Meetings are increasingly common in today’s working day – and in spite of their bad reputation, they are necessary.  There are advocates in workplaces for no meetings, walking meetings, stand up meetings, 15 minute meetings.

In a research paper for Oklahoma State University, the authors (Ruomano N; Nunamaker J) explored the changing shape of meetings: 71% of executives survey agreed that they were spending more time in meetings than 5 years ago.  Managers, between scheduled and unscheduled meetings spent 69% of their day in meetings.

Thomas Kayser in his book Mining Group Gold wrote:

“A meeting is a gathering where people speak up, say nothing, and then all disagree.”

We have all participated (but hopefully not run!) a meeting like this.  This is not doing them right.

More than 50 years ago Erving Goffman in his paper Encounters: Two Studies In The Sociology Of Interaction was quite explicit in defining a meeting as that which “occurs when people effectively agree to sustain for a time a single focus of cognitive and visual attention.”

And I think that is the key to a great meeting – you can certainly put in place rules around a meeting – agendas, lengths of time, type of outcomes and so forth.  But a successful meeting is when the attendees have a SINGLE focus for a period of time.

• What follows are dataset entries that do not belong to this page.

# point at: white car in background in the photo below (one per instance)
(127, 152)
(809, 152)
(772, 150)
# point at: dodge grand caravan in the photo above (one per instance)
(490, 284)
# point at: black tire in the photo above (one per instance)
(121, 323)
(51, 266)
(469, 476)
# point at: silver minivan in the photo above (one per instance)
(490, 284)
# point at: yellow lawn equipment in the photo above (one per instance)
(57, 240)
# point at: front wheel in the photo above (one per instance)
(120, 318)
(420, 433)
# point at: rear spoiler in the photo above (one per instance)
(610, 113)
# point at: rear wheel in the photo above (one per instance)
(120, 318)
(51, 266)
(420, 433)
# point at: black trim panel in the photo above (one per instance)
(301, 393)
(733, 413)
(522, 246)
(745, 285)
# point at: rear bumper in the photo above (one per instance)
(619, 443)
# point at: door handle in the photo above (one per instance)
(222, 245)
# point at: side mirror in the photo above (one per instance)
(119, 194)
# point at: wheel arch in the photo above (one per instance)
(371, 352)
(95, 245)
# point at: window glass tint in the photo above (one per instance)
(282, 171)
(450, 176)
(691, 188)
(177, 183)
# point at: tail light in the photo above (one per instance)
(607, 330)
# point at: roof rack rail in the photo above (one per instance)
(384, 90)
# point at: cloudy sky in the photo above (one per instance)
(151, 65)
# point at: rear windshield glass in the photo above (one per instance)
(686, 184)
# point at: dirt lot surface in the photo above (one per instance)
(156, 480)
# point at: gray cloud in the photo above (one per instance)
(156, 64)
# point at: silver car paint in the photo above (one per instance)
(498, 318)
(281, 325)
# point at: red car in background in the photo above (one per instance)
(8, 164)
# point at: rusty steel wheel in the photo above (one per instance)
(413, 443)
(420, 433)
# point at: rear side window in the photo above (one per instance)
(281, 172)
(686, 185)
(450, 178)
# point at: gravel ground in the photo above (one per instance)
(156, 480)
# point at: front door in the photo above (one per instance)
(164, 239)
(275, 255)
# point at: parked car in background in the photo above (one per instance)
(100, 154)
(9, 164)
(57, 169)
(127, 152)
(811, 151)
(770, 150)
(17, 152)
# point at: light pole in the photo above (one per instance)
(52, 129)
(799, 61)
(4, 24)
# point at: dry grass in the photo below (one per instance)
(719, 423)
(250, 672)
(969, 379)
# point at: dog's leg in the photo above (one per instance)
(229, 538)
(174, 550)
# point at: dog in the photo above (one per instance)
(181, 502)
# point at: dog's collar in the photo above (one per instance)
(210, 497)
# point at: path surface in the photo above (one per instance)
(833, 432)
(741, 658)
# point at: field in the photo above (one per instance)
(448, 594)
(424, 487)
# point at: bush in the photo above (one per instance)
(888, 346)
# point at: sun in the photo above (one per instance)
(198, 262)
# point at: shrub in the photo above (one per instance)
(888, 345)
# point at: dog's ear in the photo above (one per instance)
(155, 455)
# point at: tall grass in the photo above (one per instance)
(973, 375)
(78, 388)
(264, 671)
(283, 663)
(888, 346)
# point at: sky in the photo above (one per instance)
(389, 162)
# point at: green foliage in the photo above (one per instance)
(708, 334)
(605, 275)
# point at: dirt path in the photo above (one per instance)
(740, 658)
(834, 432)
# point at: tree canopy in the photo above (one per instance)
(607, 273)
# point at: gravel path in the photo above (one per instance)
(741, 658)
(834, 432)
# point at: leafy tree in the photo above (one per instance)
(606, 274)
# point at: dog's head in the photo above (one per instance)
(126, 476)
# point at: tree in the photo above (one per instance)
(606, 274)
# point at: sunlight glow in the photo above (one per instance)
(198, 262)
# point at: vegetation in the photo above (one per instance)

In organisations where everyone is pulled in many directions and with competing priorities, it is often difficult to remain focused in a meeting, it is hard not to think about the emails you haven’t read, or those you have read, or surreptitiously read some on your phone.   It is difficult not to plan your next project conversation or exactly how late you can leave work to still make it to childcare before 6pm.  I am guilty of this myself.

So how do you get your attendees to focus?  I employ a meeting ‘reset’ tool that means people stop whatever they were thinking about when they came into the meeting and essentially re-focus.  I also like to make it fun.  And an opportunity for people to get to know a little more about their colleagues – this isn’t an icebreaker *shudder* – this is a reset, an opportunity to change gears and lanes.

  • Favourite social media platform and why
  • Which herb or spice do you believe best respresents your personality
  • Best meme of all time
  • Go to boardgame for a night in
  • Favourite logo at the moment
  • A movie that you wish was a musical

So this year, get the most out of your team and meetings by breaking their work focus so that they can re-focus on what you need from them in the meeting – start with a 5-10 minute reset.

What reset activities would you do at the start of meetings?